This is the official implementation of a paper titled "The Role of Masking for Efficient Supervised Knowledge Distillation of Vision Transformers (ECCV 2024)"
Seungwoo Son, Jegwang Ryu, Namhoon Lee, Jaeho Lee
Pohang University of Science and Technology (POSTECH)
Our method, MaskedKD, reduces supervision cost by masking teacher ViT input based on student attention, maintaining student accuracy while saving computation.
Since we have implemeneted on DeiT and MAE's official code, just following MAE's guideline.
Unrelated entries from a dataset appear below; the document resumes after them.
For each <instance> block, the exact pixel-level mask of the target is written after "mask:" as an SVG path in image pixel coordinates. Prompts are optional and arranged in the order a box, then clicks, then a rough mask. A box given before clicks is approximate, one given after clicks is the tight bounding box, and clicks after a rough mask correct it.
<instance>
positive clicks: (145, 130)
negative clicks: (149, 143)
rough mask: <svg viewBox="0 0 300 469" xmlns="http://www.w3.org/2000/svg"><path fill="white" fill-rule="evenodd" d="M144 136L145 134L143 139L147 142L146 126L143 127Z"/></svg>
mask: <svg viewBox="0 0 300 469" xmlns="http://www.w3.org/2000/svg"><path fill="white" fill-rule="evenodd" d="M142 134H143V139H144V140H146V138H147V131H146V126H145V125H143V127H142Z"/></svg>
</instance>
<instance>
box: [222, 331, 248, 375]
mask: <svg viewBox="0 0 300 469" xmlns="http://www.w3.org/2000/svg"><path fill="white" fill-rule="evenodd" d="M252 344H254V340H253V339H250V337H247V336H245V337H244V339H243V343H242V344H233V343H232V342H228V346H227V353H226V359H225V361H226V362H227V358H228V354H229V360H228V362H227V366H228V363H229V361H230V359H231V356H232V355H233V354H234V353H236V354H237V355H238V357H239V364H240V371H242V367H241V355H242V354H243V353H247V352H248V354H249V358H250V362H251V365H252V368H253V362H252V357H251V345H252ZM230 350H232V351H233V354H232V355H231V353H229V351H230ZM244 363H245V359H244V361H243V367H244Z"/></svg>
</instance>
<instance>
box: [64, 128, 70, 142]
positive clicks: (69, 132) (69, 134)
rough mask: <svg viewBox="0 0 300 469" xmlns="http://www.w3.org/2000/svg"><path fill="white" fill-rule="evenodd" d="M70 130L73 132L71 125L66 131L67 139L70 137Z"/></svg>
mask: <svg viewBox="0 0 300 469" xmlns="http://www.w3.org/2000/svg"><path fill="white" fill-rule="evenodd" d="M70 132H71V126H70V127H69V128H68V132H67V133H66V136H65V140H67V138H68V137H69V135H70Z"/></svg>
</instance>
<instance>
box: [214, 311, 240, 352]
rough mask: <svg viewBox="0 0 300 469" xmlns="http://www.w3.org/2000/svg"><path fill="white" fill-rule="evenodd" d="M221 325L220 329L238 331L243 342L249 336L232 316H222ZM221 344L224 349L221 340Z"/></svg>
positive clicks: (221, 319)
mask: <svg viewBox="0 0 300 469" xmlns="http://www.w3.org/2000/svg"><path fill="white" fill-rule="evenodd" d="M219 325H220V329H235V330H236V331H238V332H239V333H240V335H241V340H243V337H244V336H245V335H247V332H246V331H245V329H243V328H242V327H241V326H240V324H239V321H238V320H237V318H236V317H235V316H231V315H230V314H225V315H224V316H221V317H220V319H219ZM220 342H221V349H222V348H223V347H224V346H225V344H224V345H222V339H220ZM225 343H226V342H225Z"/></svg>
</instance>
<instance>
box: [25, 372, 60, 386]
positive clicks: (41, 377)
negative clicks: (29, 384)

Download and extract ImageNet train and val images from http://image-net.org/. The directory structure is:
│path/to/imagenet/
├──train/
│ ├── n01440764
│ │ ├── n01440764_10026.JPEG
│ │ ├── n01440764_10027.JPEG
│ │ ├── ......
│ ├── ......
├──val/
│ ├── n01440764
│ │ ├── ILSVRC2012_val_00000293.JPEG
│ │ ├── ILSVRC2012_val_00002138.JPEG
│ │ ├── ......
│ ├── ......
To train a DeiT-Small student with a DeiT-Base teacher, run:
python -m torch.distributed.launch --nproc_per_node=8 --use_env main.py \
--model deit_small_patch16_224 --teacher_model deit_base --epochs 300 \
--batch-size 128 --data-path /path/to/ILSVRC2012/ --distillation-type soft \
--distillation-alpha 0.5 --distillation-tau 1 --input-size 224 --maskedkd --len_num_keep 98 \
--output_dir /path/to/output_dir/
This repo is based on DeiT, MAE and pytorch-image-models.